SAAS Revenue Models and Pricing Strategies in the B2B SAAS Market:

Here are some revenue models and pricing strategies for the B2B SaaS market:
  1. Subscription-based: Users pay a recurring fee to access a service or product.
  2. Paid services: Customers pay directly for the services they receive.
  3. Transactional: Revenue is generated through individual transactions or purchases.
  4. Freemium: A basic version of a product or service is offered for free, while advanced or premium features require a paid upgrade.
  5. Ad-based: Revenue is generated through advertising displayed to users.
  6. Affiliate: Companies earn a commission for referring customers to another company’s products or services.
  7. Indirect sales: Revenue is generated through intermediaries, such as distributors or resellers.
  8. Direct sales: Companies sell products or services directly to customers.

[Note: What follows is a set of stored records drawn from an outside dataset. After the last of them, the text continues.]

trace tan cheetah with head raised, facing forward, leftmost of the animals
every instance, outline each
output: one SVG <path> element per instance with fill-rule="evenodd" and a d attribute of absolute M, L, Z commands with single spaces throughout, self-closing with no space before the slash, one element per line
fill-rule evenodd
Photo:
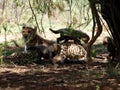
<path fill-rule="evenodd" d="M 23 26 L 22 27 L 22 36 L 23 39 L 25 41 L 25 48 L 24 48 L 24 52 L 27 52 L 27 48 L 28 47 L 32 47 L 32 46 L 37 46 L 37 45 L 45 45 L 45 46 L 49 46 L 52 45 L 53 43 L 55 43 L 54 41 L 50 41 L 47 39 L 42 38 L 41 36 L 39 36 L 37 34 L 37 28 L 32 28 L 32 27 L 26 27 Z"/>

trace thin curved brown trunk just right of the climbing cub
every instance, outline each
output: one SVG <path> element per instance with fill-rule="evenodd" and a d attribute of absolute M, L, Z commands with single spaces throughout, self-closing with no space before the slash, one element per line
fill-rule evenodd
<path fill-rule="evenodd" d="M 94 25 L 93 25 L 93 35 L 92 35 L 92 39 L 89 41 L 88 46 L 87 46 L 87 59 L 88 59 L 88 66 L 91 65 L 92 62 L 92 58 L 91 58 L 91 47 L 94 44 L 94 42 L 96 41 L 96 39 L 100 36 L 100 34 L 102 33 L 102 25 L 100 22 L 100 18 L 98 15 L 98 12 L 96 10 L 95 7 L 95 2 L 93 0 L 89 0 L 90 2 L 90 7 L 91 7 L 91 11 L 92 11 L 92 15 L 93 15 L 93 21 L 94 21 Z M 97 24 L 97 31 L 96 34 L 94 35 L 94 29 L 95 29 L 95 25 Z"/>

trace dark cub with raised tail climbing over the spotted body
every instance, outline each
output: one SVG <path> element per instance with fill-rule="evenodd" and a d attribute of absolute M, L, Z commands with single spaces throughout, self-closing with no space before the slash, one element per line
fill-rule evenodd
<path fill-rule="evenodd" d="M 72 28 L 62 28 L 58 30 L 53 30 L 50 28 L 49 30 L 55 34 L 60 34 L 60 37 L 57 38 L 57 43 L 60 43 L 62 40 L 64 40 L 64 42 L 67 42 L 68 40 L 74 40 L 75 43 L 81 44 L 80 40 L 82 40 L 84 43 L 88 43 L 90 39 L 86 33 Z"/>

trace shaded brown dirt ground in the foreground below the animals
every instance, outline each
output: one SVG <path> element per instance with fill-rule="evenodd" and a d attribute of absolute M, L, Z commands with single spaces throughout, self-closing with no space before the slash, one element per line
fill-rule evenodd
<path fill-rule="evenodd" d="M 2 63 L 0 90 L 120 90 L 119 63 L 104 62 L 106 59 L 101 55 L 106 54 L 99 54 L 101 58 L 95 58 L 90 69 L 85 62 L 78 61 L 59 64 L 57 68 L 48 61 L 39 65 Z"/>

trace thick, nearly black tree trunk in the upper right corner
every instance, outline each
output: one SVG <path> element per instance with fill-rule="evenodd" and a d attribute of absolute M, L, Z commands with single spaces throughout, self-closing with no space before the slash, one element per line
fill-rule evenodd
<path fill-rule="evenodd" d="M 118 58 L 120 59 L 120 1 L 119 0 L 100 0 L 101 14 L 109 26 L 117 48 Z"/>

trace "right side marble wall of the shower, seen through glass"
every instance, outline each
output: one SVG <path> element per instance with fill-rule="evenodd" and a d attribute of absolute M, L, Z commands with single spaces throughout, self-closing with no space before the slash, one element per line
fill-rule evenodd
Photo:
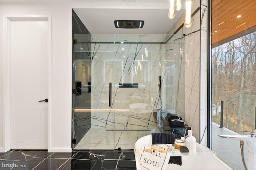
<path fill-rule="evenodd" d="M 185 118 L 185 39 L 172 35 L 166 43 L 166 106 L 172 104 L 169 111 Z M 170 64 L 169 64 L 170 62 Z"/>

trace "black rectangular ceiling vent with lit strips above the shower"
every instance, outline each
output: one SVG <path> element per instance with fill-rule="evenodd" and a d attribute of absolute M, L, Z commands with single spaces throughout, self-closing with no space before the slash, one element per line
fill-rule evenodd
<path fill-rule="evenodd" d="M 137 20 L 115 20 L 116 28 L 142 28 L 144 21 Z"/>

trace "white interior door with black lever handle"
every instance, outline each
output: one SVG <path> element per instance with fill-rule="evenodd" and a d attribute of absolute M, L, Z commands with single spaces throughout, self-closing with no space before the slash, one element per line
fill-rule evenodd
<path fill-rule="evenodd" d="M 10 22 L 10 149 L 48 148 L 47 24 Z"/>

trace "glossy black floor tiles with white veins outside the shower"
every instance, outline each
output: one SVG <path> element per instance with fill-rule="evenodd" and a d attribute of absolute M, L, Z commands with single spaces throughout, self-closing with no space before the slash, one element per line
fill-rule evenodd
<path fill-rule="evenodd" d="M 0 153 L 4 161 L 26 161 L 28 170 L 136 170 L 133 150 L 73 151 L 50 153 L 45 150 L 11 150 Z M 17 168 L 12 168 L 15 170 Z"/>

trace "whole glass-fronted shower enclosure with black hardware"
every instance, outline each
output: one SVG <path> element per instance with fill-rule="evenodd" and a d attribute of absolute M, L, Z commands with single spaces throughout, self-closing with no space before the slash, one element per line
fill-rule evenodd
<path fill-rule="evenodd" d="M 184 116 L 184 38 L 75 34 L 73 149 L 133 149 Z M 184 57 L 183 57 L 184 56 Z"/>

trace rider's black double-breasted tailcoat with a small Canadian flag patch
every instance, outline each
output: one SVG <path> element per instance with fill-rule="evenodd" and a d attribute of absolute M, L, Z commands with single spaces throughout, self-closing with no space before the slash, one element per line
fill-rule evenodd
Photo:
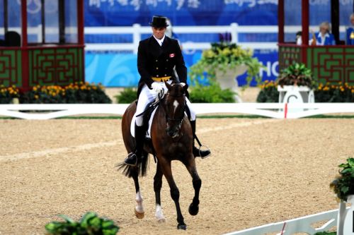
<path fill-rule="evenodd" d="M 137 70 L 140 74 L 137 97 L 139 97 L 144 84 L 152 89 L 151 85 L 154 82 L 152 77 L 171 76 L 173 80 L 176 80 L 173 71 L 175 66 L 179 81 L 187 84 L 187 68 L 177 40 L 165 35 L 161 47 L 153 36 L 140 41 L 137 52 Z"/>

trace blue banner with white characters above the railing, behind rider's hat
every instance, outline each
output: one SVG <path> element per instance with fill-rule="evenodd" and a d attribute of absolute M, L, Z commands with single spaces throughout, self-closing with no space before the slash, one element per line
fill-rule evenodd
<path fill-rule="evenodd" d="M 173 25 L 276 25 L 278 0 L 86 0 L 85 25 L 149 25 L 163 15 Z"/>

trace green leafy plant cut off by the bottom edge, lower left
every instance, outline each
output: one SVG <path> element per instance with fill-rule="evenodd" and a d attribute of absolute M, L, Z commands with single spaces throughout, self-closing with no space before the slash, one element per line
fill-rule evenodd
<path fill-rule="evenodd" d="M 87 212 L 79 222 L 65 216 L 59 215 L 65 222 L 50 222 L 45 225 L 47 234 L 55 235 L 115 235 L 119 227 L 110 219 L 103 219 L 94 212 Z"/>

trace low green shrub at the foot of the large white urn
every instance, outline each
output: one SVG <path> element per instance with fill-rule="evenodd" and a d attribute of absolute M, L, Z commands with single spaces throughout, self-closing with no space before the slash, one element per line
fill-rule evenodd
<path fill-rule="evenodd" d="M 220 85 L 212 83 L 211 85 L 195 85 L 190 90 L 189 100 L 192 103 L 234 103 L 236 95 L 230 89 L 222 90 Z"/>

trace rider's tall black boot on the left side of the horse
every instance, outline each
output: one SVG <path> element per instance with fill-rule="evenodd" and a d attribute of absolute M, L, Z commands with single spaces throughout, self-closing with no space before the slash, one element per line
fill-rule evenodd
<path fill-rule="evenodd" d="M 130 154 L 124 160 L 125 164 L 133 167 L 137 165 L 137 162 L 139 162 L 139 160 L 142 158 L 144 139 L 144 126 L 137 126 L 137 124 L 135 124 L 135 152 L 130 152 Z"/>

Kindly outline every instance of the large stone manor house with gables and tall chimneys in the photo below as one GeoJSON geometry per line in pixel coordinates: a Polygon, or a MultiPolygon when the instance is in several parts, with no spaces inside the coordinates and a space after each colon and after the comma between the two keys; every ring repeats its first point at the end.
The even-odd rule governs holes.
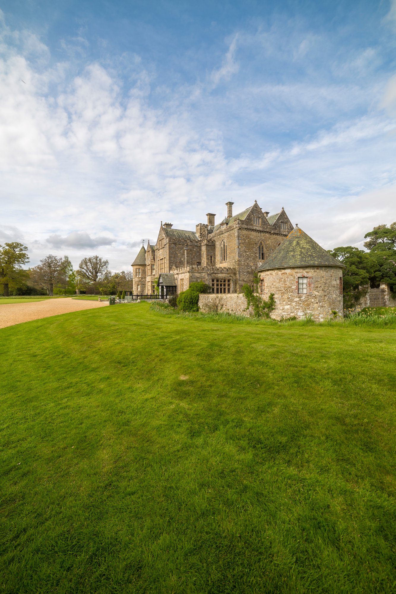
{"type": "Polygon", "coordinates": [[[207,223],[194,231],[173,229],[162,223],[156,245],[142,246],[132,263],[134,294],[152,295],[156,283],[160,295],[169,297],[188,289],[192,282],[204,281],[213,293],[237,293],[252,283],[255,270],[273,254],[293,230],[284,208],[272,214],[257,202],[233,214],[227,202],[227,215],[220,223],[216,214],[207,214],[207,223]],[[156,280],[158,279],[158,280],[156,280]]]}

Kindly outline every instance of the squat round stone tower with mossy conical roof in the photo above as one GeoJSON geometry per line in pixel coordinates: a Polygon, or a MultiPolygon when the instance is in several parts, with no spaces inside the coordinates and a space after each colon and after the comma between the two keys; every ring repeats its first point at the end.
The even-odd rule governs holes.
{"type": "Polygon", "coordinates": [[[316,321],[343,315],[344,264],[296,225],[258,268],[259,294],[274,293],[276,320],[312,315],[316,321]]]}

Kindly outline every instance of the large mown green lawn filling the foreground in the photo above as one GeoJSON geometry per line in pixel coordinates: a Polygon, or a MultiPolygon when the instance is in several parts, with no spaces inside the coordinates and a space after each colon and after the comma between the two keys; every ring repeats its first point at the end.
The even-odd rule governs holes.
{"type": "Polygon", "coordinates": [[[394,330],[142,302],[0,336],[3,592],[395,591],[394,330]]]}

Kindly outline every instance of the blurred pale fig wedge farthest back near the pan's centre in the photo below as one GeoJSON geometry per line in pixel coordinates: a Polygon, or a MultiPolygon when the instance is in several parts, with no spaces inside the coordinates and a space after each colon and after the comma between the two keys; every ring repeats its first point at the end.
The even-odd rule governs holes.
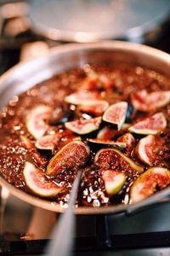
{"type": "Polygon", "coordinates": [[[88,91],[88,90],[78,90],[69,96],[65,96],[65,102],[73,105],[86,104],[87,101],[95,101],[99,99],[99,92],[88,91]]]}

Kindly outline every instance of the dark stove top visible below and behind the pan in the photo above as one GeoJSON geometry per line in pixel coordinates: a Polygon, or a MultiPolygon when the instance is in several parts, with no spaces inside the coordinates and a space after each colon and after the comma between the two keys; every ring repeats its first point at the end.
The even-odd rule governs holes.
{"type": "MultiPolygon", "coordinates": [[[[0,74],[19,61],[35,58],[59,44],[69,44],[32,32],[26,3],[14,1],[10,14],[8,4],[0,3],[3,17],[0,20],[0,74]]],[[[166,19],[160,27],[144,35],[144,44],[170,53],[169,29],[170,20],[166,19]]],[[[80,256],[170,255],[169,212],[167,198],[140,212],[77,216],[71,253],[80,256]]],[[[59,214],[32,207],[2,188],[0,255],[45,255],[50,232],[58,221],[59,214]]]]}

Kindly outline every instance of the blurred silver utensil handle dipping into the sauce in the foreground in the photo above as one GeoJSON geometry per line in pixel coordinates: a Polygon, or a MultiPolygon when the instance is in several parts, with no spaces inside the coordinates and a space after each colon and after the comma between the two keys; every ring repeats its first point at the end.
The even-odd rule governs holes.
{"type": "Polygon", "coordinates": [[[77,177],[72,185],[71,197],[68,207],[63,215],[59,218],[59,223],[55,224],[52,232],[52,240],[48,243],[46,253],[50,256],[55,256],[56,252],[59,256],[68,255],[71,251],[74,227],[75,227],[75,214],[74,206],[77,200],[77,191],[82,177],[82,172],[77,173],[77,177]],[[62,235],[62,236],[61,236],[62,235]]]}

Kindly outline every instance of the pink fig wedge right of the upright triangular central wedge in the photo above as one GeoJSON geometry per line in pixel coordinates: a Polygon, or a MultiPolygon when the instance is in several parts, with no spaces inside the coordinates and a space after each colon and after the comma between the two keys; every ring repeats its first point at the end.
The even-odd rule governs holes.
{"type": "Polygon", "coordinates": [[[167,120],[163,113],[156,113],[138,123],[130,126],[128,131],[137,134],[157,134],[163,131],[167,126],[167,120]]]}

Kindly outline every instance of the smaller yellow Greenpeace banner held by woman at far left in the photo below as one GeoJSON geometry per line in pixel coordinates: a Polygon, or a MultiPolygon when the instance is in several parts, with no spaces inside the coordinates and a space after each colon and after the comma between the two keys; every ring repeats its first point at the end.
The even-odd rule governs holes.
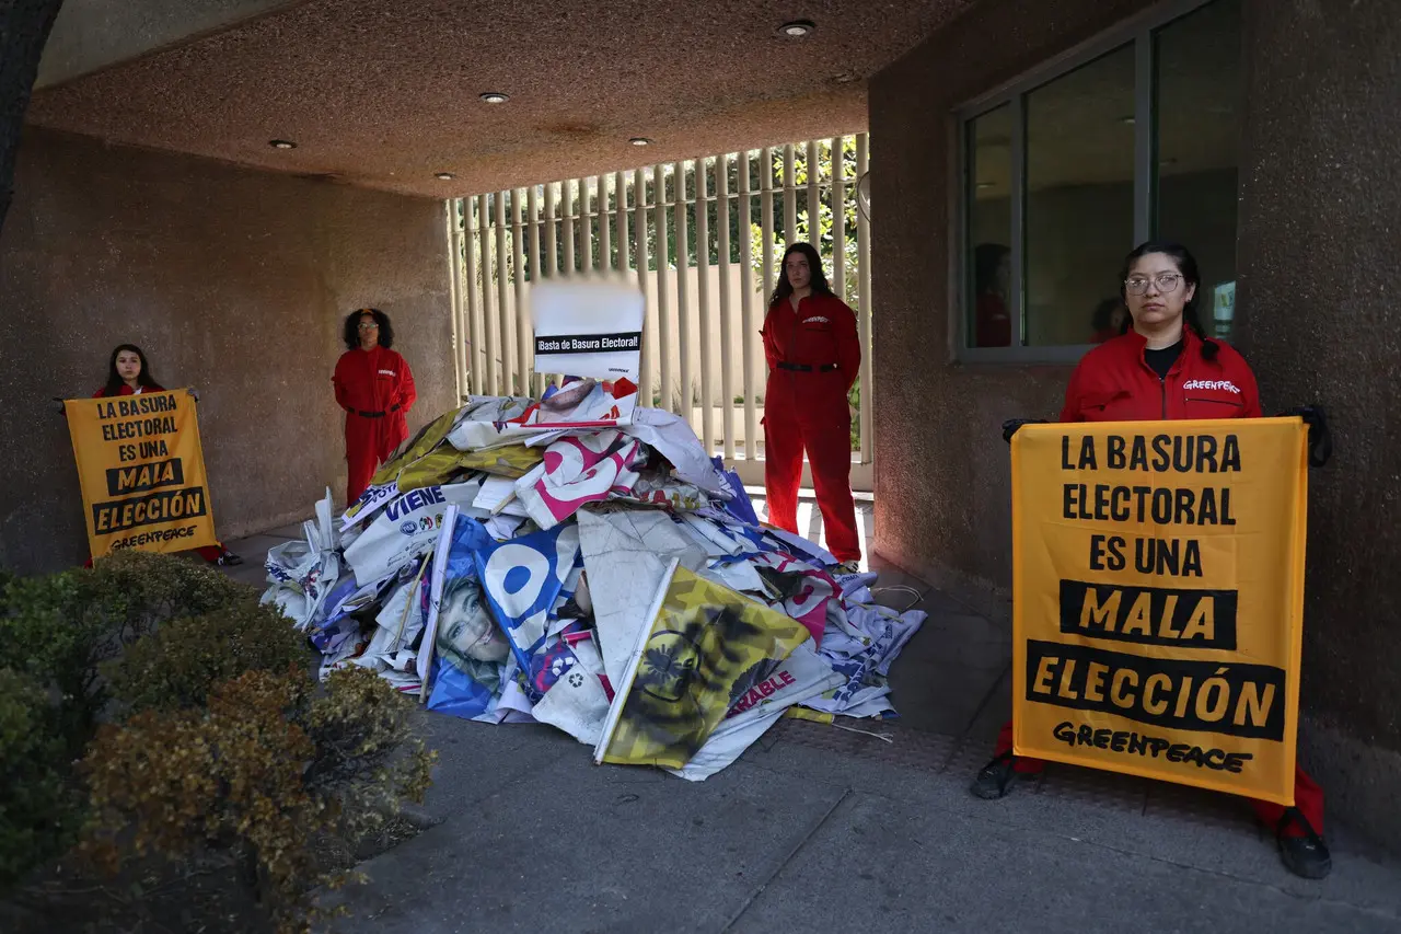
{"type": "Polygon", "coordinates": [[[94,558],[217,544],[188,390],[63,402],[94,558]]]}

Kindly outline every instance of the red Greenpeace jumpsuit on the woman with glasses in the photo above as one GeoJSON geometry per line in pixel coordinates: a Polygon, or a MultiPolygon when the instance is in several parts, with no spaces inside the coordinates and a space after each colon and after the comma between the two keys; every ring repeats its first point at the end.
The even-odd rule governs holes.
{"type": "MultiPolygon", "coordinates": [[[[1202,358],[1202,341],[1191,330],[1184,332],[1184,346],[1166,379],[1143,359],[1147,342],[1135,331],[1105,341],[1084,355],[1065,390],[1062,422],[1159,421],[1184,418],[1259,418],[1259,390],[1255,374],[1233,348],[1216,341],[1220,351],[1215,360],[1202,358]]],[[[1012,722],[998,736],[996,754],[1012,750],[1012,722]]],[[[1023,774],[1040,773],[1040,759],[1016,759],[1023,774]]],[[[1269,827],[1276,827],[1285,808],[1267,801],[1252,801],[1255,813],[1269,827]]],[[[1295,766],[1295,806],[1323,834],[1323,788],[1295,766]]],[[[1306,836],[1297,823],[1285,826],[1286,836],[1306,836]]]]}

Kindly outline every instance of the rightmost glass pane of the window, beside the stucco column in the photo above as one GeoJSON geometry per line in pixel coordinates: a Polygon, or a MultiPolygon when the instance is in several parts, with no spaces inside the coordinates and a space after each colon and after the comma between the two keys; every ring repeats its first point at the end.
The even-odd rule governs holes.
{"type": "Polygon", "coordinates": [[[1157,34],[1157,234],[1201,266],[1202,327],[1229,339],[1236,309],[1240,11],[1212,3],[1157,34]]]}

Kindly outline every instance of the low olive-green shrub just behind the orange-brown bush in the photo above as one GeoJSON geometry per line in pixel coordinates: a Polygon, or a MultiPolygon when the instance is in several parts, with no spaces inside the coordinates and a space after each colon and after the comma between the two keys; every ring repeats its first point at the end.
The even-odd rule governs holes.
{"type": "Polygon", "coordinates": [[[125,712],[203,707],[209,693],[244,672],[310,670],[311,652],[291,621],[244,603],[172,620],[108,662],[104,673],[125,712]]]}

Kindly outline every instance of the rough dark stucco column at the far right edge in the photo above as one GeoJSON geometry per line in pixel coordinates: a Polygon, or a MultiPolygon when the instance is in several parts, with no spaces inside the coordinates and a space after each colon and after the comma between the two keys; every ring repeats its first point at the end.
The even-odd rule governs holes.
{"type": "Polygon", "coordinates": [[[1401,1],[1248,0],[1244,25],[1241,344],[1267,412],[1320,402],[1334,432],[1309,478],[1302,756],[1394,844],[1401,1]]]}

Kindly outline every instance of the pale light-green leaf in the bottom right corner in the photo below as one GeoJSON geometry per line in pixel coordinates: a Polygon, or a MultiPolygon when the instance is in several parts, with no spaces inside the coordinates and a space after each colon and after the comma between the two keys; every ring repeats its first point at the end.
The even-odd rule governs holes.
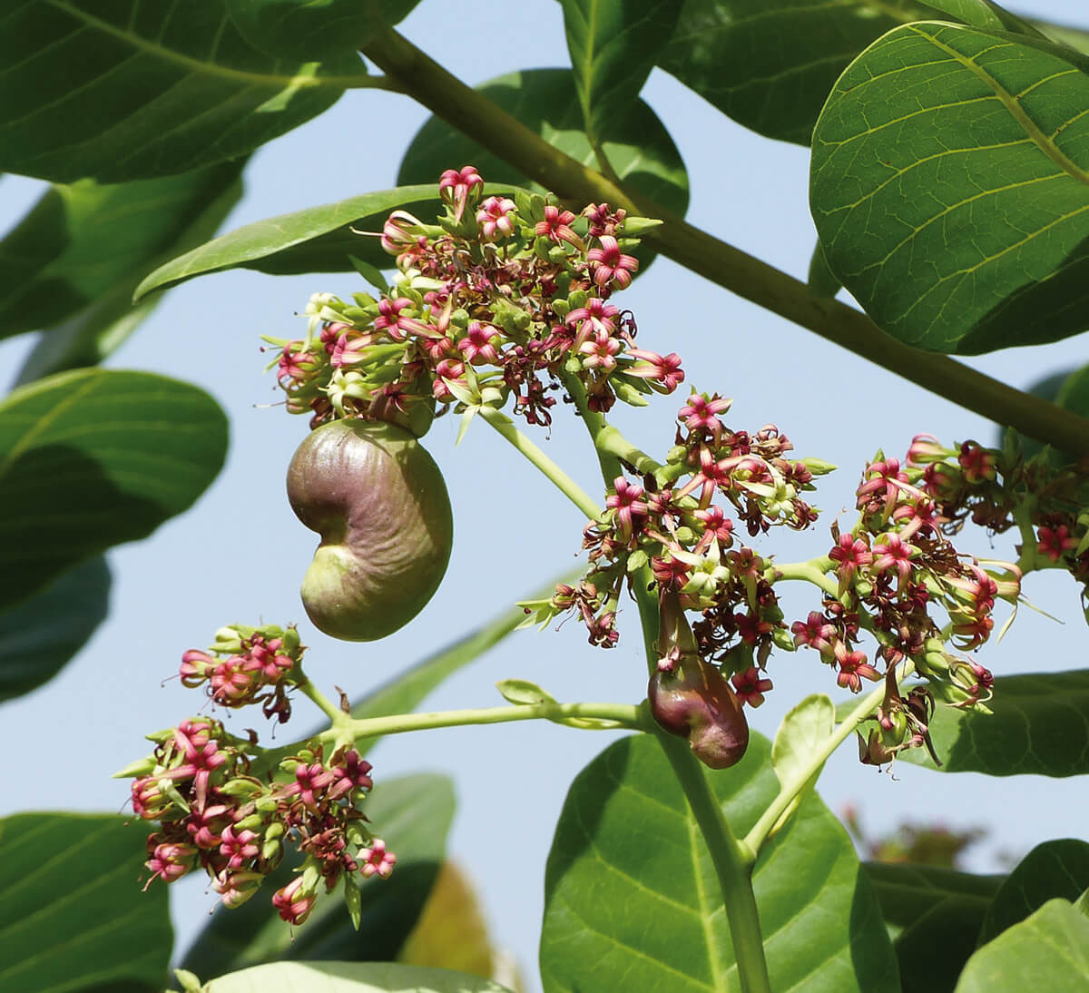
{"type": "Polygon", "coordinates": [[[1087,988],[1089,918],[1054,899],[976,952],[956,993],[1084,993],[1087,988]]]}

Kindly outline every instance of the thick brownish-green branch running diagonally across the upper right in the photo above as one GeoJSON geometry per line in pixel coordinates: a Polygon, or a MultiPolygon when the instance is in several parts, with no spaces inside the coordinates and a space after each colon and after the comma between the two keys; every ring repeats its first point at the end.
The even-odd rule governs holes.
{"type": "Polygon", "coordinates": [[[628,195],[500,110],[392,28],[379,28],[363,53],[417,102],[561,200],[578,207],[604,200],[658,218],[664,223],[648,232],[648,241],[693,272],[983,417],[1072,453],[1089,452],[1089,420],[954,359],[911,348],[853,307],[816,297],[799,280],[687,224],[645,196],[628,195]]]}

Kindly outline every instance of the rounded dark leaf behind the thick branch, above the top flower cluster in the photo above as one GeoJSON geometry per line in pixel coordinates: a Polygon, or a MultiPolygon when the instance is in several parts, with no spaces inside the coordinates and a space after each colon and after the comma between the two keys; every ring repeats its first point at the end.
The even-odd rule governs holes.
{"type": "MultiPolygon", "coordinates": [[[[477,89],[554,148],[584,166],[597,168],[568,70],[511,73],[477,89]]],[[[654,112],[643,100],[632,99],[627,113],[610,119],[602,128],[602,147],[620,177],[633,189],[683,216],[688,207],[688,176],[681,154],[654,112]]],[[[433,183],[444,169],[464,162],[472,162],[491,182],[543,192],[518,170],[438,118],[431,118],[413,138],[397,182],[433,183]]]]}

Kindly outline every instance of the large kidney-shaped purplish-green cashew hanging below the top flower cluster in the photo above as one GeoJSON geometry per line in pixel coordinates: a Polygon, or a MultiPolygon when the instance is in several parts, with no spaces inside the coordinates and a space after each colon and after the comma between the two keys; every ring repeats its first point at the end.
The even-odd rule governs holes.
{"type": "Polygon", "coordinates": [[[334,420],[287,467],[287,500],[321,536],[303,605],[327,635],[374,641],[404,627],[439,588],[454,523],[442,473],[403,428],[334,420]]]}

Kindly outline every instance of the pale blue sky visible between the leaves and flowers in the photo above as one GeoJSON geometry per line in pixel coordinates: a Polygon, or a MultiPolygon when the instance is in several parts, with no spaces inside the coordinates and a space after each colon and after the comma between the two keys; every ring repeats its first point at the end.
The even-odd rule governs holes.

  9. Tiered pricing: Different pricing levels or plans are offered, providing varying features or benefits at different price points.
  10. Pay-per-user: Customers are charged based on the number of users accessing the product or service.
  11. Flat rate: A single, fixed price is charged to all users, regardless of usage, features, or number of users.
  12. Usage-based: Pricing is determined by the amount or extent of usage or consumption.
  13. Feature-based: Pricing is based on the specific features or functionalities offered.
  14. Value-based: Pricing is determined by the perceived value or benefit the customer receives.
  15. Cost-based: Pricing is based on the costs incurred in producing or delivering the product or service.
  16. Competitor-based: Pricing is set in relation to competitors’ pricing strategies.
  17. Penetration: Setting low initial prices to gain market share and attract customers.
  18. Freemium: Offering a basic version of a product or service for free while charging for advanced or premium features.